A conclusione della veglia è intervenuto il vescovo Antonio Giuseppe Caiazzo. “Conosciamo solo alcuni dei martiri, ma ogni anno i cristiani che vengono uccisi nel mondo, per varie ragioni e solo perché sono cristiani, sono 100mila – le parole del vescovo don Pino -. Questo non ci deve scoraggiare. Il mondo si salva solo attraverso la misericordia che Gesù mostra alla comunità intera. È la misericordia del Padre, di cui abbiamo bisogno in questo tempo difficile, tribolato. Martiri sono anche tutte le morti ingiuste che avvengono nel mondo, ogni giorno. Questo perché l’uomo pensa di poter pensare di decidere sulla vita degli altri. Invece dobbiamo solo scoprire cosa siamo, la nostra ricchezza interiore, l’essere stati creati a immagine e somiglianza di Dio. E di cui dobbiamo dare testimonianza: a salvare la comunità è la capacità di saper perdonare”.

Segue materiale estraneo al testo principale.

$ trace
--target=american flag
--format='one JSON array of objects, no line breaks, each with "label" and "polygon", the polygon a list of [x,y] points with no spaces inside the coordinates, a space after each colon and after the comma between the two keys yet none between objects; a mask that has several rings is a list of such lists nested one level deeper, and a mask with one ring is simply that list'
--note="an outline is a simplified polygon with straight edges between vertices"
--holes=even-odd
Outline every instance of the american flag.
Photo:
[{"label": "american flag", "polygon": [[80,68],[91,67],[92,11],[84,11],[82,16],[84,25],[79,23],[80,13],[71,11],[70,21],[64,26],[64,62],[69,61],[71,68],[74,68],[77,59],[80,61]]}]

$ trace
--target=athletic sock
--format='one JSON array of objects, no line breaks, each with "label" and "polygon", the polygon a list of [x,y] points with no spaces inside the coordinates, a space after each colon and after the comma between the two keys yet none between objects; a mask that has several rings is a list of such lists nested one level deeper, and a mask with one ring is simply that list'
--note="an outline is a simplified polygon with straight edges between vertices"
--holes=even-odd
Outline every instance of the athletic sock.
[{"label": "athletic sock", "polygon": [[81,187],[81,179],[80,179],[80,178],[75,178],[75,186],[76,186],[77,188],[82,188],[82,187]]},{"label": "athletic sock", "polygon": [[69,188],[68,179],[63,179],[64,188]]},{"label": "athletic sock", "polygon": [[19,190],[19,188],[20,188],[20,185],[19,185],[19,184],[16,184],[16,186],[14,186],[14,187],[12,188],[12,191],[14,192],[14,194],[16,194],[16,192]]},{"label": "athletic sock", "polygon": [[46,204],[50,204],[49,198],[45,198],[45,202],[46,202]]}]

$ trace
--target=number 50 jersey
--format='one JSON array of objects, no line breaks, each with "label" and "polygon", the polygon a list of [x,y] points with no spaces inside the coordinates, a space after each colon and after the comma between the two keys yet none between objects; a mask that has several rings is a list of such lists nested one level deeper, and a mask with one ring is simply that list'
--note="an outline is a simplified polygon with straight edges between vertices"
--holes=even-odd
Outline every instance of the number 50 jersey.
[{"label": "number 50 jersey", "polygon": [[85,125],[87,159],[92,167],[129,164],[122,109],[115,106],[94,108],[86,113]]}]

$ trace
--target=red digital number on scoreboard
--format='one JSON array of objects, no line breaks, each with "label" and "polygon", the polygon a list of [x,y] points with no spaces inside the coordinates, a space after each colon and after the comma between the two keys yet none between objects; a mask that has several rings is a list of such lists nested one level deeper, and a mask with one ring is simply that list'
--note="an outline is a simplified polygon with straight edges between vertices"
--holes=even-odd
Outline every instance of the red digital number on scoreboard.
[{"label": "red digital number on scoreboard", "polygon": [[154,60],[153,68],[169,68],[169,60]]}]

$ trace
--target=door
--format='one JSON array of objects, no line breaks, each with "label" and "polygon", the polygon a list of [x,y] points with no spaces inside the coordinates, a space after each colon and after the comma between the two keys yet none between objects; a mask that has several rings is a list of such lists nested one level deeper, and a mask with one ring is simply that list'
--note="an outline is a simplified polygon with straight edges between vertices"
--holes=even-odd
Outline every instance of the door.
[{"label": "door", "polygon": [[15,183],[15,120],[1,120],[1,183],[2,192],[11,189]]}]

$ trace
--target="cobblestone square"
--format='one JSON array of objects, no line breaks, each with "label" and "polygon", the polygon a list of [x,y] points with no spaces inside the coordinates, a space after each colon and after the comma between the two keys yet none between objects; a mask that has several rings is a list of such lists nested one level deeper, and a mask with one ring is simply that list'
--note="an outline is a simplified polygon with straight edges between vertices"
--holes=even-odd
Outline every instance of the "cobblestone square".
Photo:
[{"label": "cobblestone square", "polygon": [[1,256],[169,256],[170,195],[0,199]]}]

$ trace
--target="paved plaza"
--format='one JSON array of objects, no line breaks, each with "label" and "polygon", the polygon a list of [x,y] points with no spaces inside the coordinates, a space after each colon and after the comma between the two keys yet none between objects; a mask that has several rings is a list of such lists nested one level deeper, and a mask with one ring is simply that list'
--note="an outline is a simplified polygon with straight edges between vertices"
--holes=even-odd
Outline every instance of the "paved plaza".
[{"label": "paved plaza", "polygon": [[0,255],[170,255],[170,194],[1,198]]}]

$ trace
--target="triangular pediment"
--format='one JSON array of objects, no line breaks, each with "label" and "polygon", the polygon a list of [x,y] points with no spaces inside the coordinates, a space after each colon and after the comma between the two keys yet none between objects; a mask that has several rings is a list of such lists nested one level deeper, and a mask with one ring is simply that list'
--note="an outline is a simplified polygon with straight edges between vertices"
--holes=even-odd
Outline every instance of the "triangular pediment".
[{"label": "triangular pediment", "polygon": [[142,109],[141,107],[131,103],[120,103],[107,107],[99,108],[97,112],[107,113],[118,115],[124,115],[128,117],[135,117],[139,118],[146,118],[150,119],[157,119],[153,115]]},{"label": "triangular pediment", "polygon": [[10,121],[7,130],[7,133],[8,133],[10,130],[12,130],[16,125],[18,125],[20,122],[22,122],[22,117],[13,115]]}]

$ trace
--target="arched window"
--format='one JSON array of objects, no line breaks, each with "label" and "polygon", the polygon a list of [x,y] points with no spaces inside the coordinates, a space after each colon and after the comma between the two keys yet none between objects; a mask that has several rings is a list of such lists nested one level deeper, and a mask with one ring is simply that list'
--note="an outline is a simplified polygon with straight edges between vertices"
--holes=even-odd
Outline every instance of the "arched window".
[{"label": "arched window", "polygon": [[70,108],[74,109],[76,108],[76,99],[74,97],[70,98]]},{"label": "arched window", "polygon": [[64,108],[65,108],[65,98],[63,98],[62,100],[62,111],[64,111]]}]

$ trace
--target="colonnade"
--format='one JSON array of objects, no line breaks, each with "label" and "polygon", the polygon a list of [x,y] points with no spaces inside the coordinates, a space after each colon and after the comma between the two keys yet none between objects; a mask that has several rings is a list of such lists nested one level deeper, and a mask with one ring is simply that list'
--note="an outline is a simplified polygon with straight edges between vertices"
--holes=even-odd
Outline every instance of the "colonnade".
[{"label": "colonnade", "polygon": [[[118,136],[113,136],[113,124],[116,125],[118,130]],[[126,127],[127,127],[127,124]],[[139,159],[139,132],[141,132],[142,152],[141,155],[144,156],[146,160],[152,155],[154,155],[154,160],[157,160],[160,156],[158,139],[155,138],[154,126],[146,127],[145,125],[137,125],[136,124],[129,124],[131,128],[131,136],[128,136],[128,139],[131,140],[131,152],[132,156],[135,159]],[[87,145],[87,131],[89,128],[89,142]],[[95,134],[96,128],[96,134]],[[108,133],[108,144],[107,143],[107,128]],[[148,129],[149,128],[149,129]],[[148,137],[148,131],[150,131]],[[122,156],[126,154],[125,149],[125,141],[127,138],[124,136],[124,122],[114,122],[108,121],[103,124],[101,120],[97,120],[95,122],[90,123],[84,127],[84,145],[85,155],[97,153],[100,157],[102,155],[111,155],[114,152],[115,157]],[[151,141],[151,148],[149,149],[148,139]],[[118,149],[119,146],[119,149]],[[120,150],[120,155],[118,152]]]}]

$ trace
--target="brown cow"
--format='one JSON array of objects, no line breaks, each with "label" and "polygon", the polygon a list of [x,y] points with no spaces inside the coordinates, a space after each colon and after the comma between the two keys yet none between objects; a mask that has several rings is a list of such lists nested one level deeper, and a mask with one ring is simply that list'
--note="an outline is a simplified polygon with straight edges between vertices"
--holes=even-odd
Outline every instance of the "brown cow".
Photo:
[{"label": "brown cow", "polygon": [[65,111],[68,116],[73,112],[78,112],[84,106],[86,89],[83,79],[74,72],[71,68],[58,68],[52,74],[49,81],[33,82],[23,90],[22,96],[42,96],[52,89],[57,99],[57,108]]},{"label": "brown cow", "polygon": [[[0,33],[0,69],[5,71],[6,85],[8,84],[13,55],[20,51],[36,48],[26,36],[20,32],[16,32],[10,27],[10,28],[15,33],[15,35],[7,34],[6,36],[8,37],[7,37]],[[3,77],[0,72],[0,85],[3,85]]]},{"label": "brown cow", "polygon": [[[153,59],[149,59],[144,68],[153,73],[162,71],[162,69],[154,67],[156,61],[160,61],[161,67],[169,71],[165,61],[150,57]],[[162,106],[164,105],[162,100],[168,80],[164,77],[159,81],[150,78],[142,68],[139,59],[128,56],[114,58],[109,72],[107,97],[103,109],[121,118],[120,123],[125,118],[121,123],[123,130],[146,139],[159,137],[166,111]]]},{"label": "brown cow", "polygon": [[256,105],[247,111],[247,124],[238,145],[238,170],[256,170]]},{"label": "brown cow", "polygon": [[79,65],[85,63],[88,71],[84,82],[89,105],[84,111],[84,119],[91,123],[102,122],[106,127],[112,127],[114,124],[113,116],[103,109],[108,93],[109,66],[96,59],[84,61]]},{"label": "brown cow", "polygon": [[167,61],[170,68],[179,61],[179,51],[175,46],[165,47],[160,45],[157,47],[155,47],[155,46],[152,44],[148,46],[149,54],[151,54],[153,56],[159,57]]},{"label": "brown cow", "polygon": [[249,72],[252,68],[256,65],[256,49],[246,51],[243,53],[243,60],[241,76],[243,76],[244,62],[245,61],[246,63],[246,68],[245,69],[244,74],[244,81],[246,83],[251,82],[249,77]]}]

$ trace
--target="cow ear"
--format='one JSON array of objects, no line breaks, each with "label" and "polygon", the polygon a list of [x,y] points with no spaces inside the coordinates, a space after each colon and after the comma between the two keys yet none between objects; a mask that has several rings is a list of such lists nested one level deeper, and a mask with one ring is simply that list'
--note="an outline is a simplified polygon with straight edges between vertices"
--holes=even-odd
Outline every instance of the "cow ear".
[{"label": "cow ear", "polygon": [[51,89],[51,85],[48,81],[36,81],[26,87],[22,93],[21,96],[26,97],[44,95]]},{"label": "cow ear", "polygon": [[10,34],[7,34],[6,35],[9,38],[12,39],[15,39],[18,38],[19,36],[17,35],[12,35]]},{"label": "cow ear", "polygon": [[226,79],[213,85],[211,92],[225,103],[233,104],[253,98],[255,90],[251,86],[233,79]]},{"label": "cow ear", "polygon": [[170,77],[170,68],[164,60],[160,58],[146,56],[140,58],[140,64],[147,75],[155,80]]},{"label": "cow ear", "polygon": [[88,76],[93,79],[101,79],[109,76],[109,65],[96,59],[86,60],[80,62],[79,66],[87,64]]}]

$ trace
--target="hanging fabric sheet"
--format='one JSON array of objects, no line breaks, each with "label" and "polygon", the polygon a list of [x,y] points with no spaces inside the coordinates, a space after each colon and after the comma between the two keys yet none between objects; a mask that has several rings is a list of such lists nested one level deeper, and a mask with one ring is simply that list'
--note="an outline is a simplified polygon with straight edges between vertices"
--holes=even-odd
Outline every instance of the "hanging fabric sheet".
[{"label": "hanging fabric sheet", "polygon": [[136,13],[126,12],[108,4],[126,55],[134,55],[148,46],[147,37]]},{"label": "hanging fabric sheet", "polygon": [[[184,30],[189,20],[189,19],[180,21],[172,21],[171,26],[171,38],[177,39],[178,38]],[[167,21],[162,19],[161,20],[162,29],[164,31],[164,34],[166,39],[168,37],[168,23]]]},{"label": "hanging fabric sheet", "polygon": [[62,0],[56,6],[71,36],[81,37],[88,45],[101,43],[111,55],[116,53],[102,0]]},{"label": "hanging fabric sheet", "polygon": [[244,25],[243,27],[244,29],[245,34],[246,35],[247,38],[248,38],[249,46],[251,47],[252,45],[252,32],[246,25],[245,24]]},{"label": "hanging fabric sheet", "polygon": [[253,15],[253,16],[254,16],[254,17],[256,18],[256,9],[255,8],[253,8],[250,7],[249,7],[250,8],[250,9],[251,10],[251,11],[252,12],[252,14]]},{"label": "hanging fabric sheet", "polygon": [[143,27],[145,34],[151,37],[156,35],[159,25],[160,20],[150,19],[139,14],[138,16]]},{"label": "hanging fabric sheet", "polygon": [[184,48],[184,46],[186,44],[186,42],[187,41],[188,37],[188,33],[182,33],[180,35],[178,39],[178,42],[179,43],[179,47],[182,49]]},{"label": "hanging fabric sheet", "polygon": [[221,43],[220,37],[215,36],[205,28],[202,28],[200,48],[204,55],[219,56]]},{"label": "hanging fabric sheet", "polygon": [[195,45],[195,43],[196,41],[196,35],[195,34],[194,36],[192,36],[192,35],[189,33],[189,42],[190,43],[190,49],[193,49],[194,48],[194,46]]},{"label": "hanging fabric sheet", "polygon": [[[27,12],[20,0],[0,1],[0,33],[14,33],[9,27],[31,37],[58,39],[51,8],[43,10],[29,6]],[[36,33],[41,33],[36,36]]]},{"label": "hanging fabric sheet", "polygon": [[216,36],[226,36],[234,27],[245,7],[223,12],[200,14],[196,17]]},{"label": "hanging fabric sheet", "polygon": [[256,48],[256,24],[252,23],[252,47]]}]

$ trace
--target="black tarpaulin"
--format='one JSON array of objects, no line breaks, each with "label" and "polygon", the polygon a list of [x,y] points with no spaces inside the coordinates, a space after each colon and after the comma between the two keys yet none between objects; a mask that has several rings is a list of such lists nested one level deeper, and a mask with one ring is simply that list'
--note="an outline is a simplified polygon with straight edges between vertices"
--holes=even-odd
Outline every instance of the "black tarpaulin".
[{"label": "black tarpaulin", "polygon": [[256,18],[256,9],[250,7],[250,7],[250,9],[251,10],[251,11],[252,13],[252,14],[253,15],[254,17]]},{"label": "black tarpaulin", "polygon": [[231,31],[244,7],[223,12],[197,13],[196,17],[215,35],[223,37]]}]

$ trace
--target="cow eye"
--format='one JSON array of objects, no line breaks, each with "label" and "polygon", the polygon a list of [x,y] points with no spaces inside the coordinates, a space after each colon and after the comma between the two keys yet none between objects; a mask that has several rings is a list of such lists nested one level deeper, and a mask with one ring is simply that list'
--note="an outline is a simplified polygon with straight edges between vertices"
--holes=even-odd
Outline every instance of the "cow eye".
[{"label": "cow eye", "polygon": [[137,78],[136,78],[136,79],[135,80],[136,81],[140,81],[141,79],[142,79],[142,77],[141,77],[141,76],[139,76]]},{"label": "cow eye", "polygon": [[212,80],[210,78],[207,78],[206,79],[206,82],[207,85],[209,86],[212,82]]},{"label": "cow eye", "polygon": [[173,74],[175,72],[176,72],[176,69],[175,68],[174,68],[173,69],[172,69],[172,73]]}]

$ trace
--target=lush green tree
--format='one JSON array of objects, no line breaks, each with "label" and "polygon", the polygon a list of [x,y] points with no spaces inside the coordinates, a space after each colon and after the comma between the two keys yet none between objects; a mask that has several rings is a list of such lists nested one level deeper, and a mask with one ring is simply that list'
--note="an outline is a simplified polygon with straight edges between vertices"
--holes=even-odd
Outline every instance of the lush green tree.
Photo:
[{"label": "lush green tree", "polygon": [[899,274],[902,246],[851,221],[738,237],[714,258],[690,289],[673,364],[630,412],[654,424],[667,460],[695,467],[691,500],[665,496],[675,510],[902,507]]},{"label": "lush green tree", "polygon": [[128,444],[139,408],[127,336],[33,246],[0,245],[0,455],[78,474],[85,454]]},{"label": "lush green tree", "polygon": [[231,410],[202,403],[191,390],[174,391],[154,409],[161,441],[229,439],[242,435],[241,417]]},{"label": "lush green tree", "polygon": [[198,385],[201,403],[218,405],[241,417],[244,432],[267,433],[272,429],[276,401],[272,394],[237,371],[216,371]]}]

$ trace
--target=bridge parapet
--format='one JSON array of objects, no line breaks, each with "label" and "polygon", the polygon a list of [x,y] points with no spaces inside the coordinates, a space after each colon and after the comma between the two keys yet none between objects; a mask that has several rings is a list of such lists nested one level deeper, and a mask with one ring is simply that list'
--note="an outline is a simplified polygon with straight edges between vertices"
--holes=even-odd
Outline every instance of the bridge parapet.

La Giornata dei missionari martiri viene celebrata il 24 marzo di ogni anno, nell’anniversario della morte avvenuta per mano violenta dell’arcivescovo Oscar Romero, nel 1980 a El Salvador. “Romero è un santo dei nostri giorni. Così come è successo a lui, ancora oggi ci ammazziamo tra cristiani. Di fazioni diverse, ma tutti cristiani. Così come è successo in Europa e oggi succede in Ucraina: tra cristiani continuiamo ad ammazzarci, a non mostrare il volto dell’amore che deve trionfare”.
“Questa veglia serve a noi – ha concluso Caiazzo – ma porterà benefici a tanti fratelli e sorelle, giovani, che hanno difficoltà a testimoniare il loro essere cristiani. A Matera ho incontrato un giovane pachistano: mi diceva della sua difficoltà a tornare in patria, perché cristiano. ‘Se ritorno, mi uccidono’, mi ha detto. In tanti posti del mondo è difficile essere cristiani. Eppure, è in questi Paesi che il cristianesimo è giovane e fa sentire la freschezza del Vangelo, sempre attuale, sempre vero. Un messaggio che non passa mai. Non è importante quanti siamo, è importante come viviamo le cose…”.